ACSPRI Conferences, ACSPRI Social Science Methodology Conference 2016

Font Size:  Small  Medium  Large

Video reflexive ethnography: A creative approach to understand and promote brilliant organisational experiences

Ann Dadich, Michael Hodgins, Aileen Collier

Building: Holme Building
Room: MacCallum Room
Date: 2016-07-21 11:00 AM – 12:30 PM
Last modified: 2016-06-24

Abstract


Our paper demonstrates the creative use of video reflexive ethnography (VRE) to understand and promote brilliant organisational experiences. VRE invites participants to: feature in and/or have gather visual data (V); interpret the data pensively (R); and suspend and understand practices and experiences in situ (E). Within the highly complex context of a health service, the use of VRE in this study was creative for two reasons. First, it was grounded in positive organisation scholarship – as such, while cognisant of the challenges that pervade many health services, the study commenced with, and maintained a purposeful focus on that which brought joy, delight, amusement, and enhancement to the practitioners and their clients. Second, the context – marred by political tensions, strong professional identities, rigid accountability mechanisms, and limited resources – required a delicate balance between the use of video, reflexivity, and ethnography. By focusing on brilliance and balancing this three-way seesaw, two novel research findings emerged.
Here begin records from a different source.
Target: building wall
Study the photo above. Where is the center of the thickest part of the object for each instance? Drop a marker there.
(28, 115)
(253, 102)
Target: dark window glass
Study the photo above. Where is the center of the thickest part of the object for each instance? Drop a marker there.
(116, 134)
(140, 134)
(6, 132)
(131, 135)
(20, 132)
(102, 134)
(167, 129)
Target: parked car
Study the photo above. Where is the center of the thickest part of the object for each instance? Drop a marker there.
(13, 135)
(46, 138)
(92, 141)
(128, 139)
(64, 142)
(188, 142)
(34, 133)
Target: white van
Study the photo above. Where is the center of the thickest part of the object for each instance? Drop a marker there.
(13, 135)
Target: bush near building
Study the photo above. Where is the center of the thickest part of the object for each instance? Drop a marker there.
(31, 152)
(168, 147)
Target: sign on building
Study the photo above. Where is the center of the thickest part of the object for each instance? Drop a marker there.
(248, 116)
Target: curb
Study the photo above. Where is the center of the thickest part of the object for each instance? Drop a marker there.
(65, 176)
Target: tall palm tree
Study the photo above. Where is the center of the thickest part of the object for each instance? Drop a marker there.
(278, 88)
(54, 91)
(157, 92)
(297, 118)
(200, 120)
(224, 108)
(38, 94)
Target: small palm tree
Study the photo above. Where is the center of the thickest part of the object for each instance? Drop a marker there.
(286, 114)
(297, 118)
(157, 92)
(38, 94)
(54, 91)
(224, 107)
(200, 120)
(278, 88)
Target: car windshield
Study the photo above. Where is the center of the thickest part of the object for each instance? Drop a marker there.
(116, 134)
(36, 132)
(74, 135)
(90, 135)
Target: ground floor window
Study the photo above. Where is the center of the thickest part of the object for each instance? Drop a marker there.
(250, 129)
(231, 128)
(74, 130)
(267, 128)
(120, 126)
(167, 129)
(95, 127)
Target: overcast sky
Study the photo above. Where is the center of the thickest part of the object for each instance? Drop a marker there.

First, brilliant organisational experiences appear to require a paradox, or contradictions that impel creative tensions. Second (and relatedly), despite the seeming value of collaboration and teamwork, brilliance also requires independence – that is, opportunities to reclaim a sense of autonomy and agency, so as to comfortably experiment with new practices that have the potential to be brilliant. Methodologically, by melding positive organisational scholarship with video reflexive ethnography, our study unveils how organisational actors negotiate their interdependencies to promote brilliant experiences in a context that might otherwise be difficult.